2 réflexions sur « Panama Papers : Les suites envisagées par Thomas Piketty »

  1. Eh oui, c’est navrant que, comme d’habitude, rien ne va être fait contre cette délinquance en col blanc des plus riches, protégée par nos élites de droite comme de gauche, alors que pour des infractions ultra mineures, comme publier un tweet raciste (est-on encore en démocratie quand on n’a plus sa liberté d’expression sur Internet ?), certains Français d’en bas font plusieurs mois de prison ferme !

  2. Il ne faut pas être naïf : les fonds offshore font vivre beaucoup de gens, et captent l’argent sale (trafics et escroqueries en tout genre, comme par ex. les faux sites de trading sur le Forex, le marché des devises).
    Cet argent sale doit être blanchi… Or, quoi de plus  » sûr  » (ce n’est pas toujours le cas, un état peut faire défection) que des obligations ou emprunts des états ou garantis par eux ? Actuellement, les taux avoisinent zéro ou sont de fait négatifs. Qu’importe quand il s’agit de blanchir de l’argent sale ? Mais certains ministres des Finances peuvent estimer que leur état y retrouve son compte… L’argent clandestin sert également à  payer des pots-de-vin pour obtenir des marchés industriels ou commerciaux. Qui va palper doit très souvent (à  moins d’être un émir de famille royale) dissimuler.

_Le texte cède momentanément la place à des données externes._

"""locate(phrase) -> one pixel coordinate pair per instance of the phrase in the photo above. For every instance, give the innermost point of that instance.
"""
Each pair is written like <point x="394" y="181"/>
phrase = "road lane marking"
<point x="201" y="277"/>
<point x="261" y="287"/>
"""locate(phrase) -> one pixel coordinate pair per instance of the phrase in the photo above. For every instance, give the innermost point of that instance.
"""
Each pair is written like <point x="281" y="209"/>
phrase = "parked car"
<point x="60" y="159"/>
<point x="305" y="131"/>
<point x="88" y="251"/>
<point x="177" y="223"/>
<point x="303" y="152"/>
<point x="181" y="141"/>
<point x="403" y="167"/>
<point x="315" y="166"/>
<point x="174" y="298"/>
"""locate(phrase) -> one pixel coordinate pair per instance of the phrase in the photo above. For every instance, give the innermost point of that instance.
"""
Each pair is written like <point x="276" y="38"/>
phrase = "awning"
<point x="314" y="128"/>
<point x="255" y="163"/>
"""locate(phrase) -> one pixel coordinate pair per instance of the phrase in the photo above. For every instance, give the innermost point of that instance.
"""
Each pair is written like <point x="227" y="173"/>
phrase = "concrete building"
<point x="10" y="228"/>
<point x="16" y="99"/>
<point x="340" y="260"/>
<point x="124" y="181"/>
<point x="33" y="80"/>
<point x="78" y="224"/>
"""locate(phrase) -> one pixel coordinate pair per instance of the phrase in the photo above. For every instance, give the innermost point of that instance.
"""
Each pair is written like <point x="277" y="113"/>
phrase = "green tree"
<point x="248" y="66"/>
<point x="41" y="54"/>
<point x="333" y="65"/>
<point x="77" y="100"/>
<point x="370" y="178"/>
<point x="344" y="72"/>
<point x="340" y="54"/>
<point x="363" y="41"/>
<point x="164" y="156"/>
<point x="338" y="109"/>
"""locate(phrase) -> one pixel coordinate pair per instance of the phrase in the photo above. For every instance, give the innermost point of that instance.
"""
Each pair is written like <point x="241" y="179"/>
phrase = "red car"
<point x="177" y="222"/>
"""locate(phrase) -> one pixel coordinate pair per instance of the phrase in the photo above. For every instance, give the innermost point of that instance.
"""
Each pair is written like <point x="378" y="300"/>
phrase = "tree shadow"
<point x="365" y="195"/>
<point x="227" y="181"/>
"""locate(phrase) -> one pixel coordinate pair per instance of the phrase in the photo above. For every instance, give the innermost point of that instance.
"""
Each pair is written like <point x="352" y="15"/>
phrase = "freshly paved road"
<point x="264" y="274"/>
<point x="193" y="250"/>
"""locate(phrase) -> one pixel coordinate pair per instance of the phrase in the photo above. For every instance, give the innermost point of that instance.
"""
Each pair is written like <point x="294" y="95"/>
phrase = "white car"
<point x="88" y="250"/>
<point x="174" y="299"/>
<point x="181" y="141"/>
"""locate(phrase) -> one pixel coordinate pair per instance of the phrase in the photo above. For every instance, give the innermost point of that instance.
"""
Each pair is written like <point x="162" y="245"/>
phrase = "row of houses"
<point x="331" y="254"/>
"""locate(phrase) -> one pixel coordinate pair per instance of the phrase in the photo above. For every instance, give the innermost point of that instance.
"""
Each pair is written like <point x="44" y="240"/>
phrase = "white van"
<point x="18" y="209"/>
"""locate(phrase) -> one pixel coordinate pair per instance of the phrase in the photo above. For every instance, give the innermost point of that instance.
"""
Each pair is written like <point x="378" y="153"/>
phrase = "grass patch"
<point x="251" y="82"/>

    Certains états en viennent à  considérer que, pour lutter contre l’évasion fiscale, il faut développer l’optimisation fiscale : les pauvres payent plein pot, les riches proportionnellement beaucoup moins, mais leur argent se réinvestit nationalement. Pendant un temps, si on investissait en actions françaises (Eurotunnel, par ex.), jusqu’à  un certain seuil, la somme d’acquisition était déduite du revenu imposable. Chaban-Delmas payait très peu d’impôts (les indemnités de ses mandats n’étaient pas imposables et l’avoir fiscal, créé en 1965, était pour lui très fort). La suppression de l’avoir fiscal, en 2004, a très certainement contribué à  renforcer l’évasion des capitaux. Pour les entreprises, la transparence totale (sur leurs avoirs et activités à  l’étranger) serait, selon le Medef, un handicap.